Fast and General Automatic Differentiation for Finite-State Methods
Lucas Ondel Yang, Tina Raissi, Martin Kocour, Pablo Riera, Caio Corro
TL;DR
The paper tackles the bottleneck of automatic differentiation for semiring-based dynamic programming in structured prediction. By introducing the morphism-trick, it flattens the backward pass when the semiring's additive monoid is real-line isomorphic, enabling semiring-agnostic vector-Jacobian products and large-scale, memory-efficient gradients for finite-state methods. They present a general DP formulation for WFSA weights nu(A) and derive a morphism-based differentiation strategy, yielding orders-of-magnitude speedups over standard AD approaches and providing an open-source implementation in TensorAutomata.jl.

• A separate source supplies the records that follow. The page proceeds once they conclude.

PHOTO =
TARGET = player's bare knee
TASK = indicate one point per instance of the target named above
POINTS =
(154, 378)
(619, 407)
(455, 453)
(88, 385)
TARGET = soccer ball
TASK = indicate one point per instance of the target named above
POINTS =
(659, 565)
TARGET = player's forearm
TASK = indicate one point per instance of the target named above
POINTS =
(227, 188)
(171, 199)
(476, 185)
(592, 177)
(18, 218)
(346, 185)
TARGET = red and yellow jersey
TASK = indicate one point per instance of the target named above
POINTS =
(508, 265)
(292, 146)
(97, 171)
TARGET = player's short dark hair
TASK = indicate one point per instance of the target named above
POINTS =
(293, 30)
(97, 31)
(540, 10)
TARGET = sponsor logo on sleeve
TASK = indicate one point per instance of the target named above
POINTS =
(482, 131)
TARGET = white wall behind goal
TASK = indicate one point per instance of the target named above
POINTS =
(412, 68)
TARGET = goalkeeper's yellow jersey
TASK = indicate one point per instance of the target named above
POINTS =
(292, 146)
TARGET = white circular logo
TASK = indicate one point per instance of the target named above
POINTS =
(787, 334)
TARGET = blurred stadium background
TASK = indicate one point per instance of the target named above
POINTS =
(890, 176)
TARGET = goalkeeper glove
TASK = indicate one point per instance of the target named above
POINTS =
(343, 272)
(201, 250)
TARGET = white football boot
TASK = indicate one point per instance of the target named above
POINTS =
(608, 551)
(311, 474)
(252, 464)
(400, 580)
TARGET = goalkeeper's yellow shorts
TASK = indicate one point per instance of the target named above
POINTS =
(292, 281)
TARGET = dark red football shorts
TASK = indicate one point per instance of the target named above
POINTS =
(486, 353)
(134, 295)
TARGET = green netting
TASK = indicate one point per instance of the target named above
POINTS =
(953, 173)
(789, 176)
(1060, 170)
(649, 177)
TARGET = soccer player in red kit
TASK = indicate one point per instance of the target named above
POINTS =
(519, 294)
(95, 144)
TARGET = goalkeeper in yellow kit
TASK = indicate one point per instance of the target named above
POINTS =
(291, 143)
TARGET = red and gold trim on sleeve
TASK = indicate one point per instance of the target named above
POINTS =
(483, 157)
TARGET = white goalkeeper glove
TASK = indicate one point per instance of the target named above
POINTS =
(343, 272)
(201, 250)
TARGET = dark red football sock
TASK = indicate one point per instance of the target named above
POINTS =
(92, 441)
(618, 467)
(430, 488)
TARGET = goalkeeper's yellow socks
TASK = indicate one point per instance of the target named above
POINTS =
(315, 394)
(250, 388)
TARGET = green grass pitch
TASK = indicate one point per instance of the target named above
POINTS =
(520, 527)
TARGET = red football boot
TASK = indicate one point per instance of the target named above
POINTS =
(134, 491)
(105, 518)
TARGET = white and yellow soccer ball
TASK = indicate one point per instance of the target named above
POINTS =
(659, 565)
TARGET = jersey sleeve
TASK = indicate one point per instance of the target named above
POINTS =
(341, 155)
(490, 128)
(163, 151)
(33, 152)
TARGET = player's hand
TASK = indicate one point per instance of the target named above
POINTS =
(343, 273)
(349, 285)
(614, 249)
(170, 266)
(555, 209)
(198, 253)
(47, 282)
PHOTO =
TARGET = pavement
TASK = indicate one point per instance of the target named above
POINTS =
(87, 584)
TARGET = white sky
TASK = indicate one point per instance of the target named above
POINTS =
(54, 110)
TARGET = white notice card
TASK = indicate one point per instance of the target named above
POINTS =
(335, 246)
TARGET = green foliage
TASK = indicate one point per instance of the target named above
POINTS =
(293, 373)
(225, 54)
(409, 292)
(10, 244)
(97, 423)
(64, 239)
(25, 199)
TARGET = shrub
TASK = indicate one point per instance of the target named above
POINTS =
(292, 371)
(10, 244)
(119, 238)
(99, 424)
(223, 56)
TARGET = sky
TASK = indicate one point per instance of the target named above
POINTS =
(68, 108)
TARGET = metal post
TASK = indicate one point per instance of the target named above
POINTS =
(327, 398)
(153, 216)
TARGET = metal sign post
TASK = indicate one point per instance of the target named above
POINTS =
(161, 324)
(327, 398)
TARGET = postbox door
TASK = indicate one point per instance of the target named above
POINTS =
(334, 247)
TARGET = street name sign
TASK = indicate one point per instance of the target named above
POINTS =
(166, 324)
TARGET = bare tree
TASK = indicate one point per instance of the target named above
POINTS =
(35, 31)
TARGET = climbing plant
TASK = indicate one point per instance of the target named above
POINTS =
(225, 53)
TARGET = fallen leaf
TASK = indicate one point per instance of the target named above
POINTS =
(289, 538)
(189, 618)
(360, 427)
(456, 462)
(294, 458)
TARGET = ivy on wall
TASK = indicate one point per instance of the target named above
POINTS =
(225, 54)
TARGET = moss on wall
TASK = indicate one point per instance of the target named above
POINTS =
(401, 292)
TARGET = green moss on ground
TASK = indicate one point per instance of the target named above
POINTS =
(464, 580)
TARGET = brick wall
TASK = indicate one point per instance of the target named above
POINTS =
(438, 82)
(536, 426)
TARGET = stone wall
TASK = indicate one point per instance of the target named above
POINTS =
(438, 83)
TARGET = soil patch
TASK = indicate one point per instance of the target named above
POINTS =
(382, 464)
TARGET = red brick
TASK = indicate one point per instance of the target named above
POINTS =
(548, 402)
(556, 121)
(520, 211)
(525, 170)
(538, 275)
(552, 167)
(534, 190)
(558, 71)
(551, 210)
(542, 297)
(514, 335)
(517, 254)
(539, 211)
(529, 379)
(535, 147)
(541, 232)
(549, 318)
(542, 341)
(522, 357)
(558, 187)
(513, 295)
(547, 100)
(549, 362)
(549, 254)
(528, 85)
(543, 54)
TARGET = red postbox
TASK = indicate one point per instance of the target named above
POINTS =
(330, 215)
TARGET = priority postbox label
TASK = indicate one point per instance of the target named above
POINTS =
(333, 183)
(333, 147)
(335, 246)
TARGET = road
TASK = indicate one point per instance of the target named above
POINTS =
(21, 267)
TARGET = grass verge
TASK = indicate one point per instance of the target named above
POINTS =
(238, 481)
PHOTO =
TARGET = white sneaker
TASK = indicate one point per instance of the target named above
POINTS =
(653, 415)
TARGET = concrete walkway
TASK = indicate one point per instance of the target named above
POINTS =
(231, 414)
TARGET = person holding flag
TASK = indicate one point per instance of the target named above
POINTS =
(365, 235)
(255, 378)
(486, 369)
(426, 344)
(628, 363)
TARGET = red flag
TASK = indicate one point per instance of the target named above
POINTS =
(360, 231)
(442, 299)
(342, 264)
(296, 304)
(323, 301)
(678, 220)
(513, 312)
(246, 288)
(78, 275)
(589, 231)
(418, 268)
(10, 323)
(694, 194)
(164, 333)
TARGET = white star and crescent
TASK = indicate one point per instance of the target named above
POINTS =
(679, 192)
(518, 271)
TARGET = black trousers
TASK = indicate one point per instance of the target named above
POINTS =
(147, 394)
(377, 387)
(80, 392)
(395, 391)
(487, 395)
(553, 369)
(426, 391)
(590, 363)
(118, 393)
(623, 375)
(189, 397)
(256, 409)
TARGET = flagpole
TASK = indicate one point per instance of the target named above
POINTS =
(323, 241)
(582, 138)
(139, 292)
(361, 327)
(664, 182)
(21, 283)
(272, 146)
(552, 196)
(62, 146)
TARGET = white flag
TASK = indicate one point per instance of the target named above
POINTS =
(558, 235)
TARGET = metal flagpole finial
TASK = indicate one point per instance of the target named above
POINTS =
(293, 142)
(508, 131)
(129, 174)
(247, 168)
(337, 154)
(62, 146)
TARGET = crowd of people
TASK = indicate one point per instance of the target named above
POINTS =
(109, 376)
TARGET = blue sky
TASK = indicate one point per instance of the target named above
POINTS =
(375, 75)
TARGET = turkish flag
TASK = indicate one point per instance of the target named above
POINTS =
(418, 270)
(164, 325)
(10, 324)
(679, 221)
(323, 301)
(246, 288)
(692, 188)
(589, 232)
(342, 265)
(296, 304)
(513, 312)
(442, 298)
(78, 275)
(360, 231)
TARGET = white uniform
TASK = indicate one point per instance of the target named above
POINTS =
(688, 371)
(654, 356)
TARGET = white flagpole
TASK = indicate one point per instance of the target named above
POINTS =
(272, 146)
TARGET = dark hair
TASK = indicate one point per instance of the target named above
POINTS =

The approach extends to several semiring families, including log-semirings and multi-valued semirings, with caveats for idempotent semirings, broadening the applicability of gradient-based learning in structured prediction tasks.
Abstract
We propose a new method, that we coined the ``morphism-trick'', to integrate custom implementations of vector-Jacobian products in automatic differentiation softwares, applicable to a wide range of semiring-based computations. Our approach leads to efficient and semiring-agnostic implementations of the backward pass of dynamic programming algorithms. For the particular case of finite-state methods, we introduce an algorithm that computes and differentiates the $\oplus$-sum of all paths' weight of a finite-state automaton. Results show that, with minimal effort from the user, our novel library allows computing the gradient of a function w.r.t. to the weights of a finite state automaton orders of magnitude faster than state-of-the-art automatic differentiation systems. Implementations are made available via an open-source library distributed under a permissive license.